Il presidente americano è convinto che gli iraniani nascondano i problemi: e la nave, anzi, la supernave cinese che si occupa di raccolta dati di Intelligence arrivata nello Stretto di Hormuz potrebbe essere la conferma che l’Iran potrebbe essere in difficoltà (qui un articolo). Non è una questione militare, perché l’Iran, che si distende in un territorio molto esteso, oltre un milione e 600 mila km2, due volte la Spagna e l’Italia messe insieme, accumula armi da oltre vent’anni. Il problema potrebbe essere un altro. I militari iraniani sono impegnati a difendersi dai continui bombardamenti e a bombardare, a propria volta, gli americani, gli israeliani e i Paesi del Golfo. Questo, a lungo andare, potrebbe allentare la presa del regime iraniano sulla popolazione. Sulla rete e qualche volta anche in televisione si vedono migliaia di persone che acclamano il regime. Sarà sicuramente vero. Saranno 30 mila, 50 mila, anche 100 mila. Ma l’Iran è un Paese con oltre 90 milioni di abitanti. E molti di questi abitanti non ne possono più di vivere sotto il dominio di un regime dispotico. La vera carta che stanno giocando Trump e gli israeliani è proprio questa: tenere sempre sotto attacco l’Iran (e il Libano, per ciò che riguarda Israele) per indebolire il potere del regime iraniano sulla popolazione. Attenzione, perché l’Iran potrebbe rispondere allargando il conflitto per costringere America e Israele a fermarsi.

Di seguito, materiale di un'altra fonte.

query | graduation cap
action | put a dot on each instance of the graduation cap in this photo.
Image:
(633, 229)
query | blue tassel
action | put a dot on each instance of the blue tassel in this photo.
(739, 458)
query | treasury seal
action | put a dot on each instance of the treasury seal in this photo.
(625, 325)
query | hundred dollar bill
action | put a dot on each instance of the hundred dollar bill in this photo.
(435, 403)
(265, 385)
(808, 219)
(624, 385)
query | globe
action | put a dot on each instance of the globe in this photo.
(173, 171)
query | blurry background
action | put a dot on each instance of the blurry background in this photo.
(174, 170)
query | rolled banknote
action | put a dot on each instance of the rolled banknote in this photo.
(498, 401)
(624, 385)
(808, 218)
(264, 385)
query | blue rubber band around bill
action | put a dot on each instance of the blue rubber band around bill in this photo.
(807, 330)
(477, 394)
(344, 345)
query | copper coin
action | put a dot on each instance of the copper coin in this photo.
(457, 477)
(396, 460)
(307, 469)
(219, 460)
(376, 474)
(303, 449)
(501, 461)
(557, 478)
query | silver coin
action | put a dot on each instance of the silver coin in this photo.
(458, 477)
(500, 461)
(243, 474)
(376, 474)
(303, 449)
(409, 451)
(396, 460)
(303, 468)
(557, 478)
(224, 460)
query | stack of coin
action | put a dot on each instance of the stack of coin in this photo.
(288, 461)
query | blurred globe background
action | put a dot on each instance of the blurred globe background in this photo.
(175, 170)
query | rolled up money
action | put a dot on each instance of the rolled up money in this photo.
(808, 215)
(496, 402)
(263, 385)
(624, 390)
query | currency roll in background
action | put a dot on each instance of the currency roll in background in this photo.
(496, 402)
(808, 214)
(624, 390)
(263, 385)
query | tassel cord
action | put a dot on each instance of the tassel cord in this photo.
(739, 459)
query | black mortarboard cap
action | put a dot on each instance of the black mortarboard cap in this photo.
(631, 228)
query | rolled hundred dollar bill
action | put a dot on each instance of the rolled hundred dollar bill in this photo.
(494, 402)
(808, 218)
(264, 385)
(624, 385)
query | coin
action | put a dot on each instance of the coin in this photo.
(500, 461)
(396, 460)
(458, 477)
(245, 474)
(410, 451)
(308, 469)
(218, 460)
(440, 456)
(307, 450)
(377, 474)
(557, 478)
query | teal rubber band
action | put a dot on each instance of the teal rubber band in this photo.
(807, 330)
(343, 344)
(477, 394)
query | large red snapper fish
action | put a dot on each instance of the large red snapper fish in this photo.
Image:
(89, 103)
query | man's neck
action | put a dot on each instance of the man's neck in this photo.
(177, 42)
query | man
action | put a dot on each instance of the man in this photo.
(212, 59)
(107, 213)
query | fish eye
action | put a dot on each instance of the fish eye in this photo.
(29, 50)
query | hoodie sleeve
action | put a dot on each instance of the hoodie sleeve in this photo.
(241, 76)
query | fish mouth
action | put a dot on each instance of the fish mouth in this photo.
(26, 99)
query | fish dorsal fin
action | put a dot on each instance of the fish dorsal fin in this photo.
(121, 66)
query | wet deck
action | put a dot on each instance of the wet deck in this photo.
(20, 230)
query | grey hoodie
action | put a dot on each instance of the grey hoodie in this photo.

Cina e Giappone si prenderanno tutto il petrolio in circolazione?

Ciò significa che la guerra non sarà breve. Non sarà lunghissima ma non durerà meno di un paio di mesi, a meno che non succeda qualcosa. Questo significa che l’Unione europea è nei guai, sia perché il prezzo del petrolio potrebbe schizzare a 200 dollari al barile, sia perché, con la carenza di offerta, Cina e Giappone potrebbero intercettare il petrolio destinato ai Paesi europei, sia per motivi politici (la Cina è aleata della Russia), sia perché più ricchi (il Giappone). Se la guerra si dilungherà per altri due mesi e se Cina e Giappone cominceranno a fare incetta di petrolio, la situazione per l’Italia potrebbe diventare problematica. Il prezzo di benzina e gasolio schizzerebbe alle stelle e poiché le merci, nel nostro Paese, ‘viaggiano’ quasi tutte sui mezzi gommati, si avrà un aumento dell’inflazione, con riferimento soprattutto ai beni alimentari.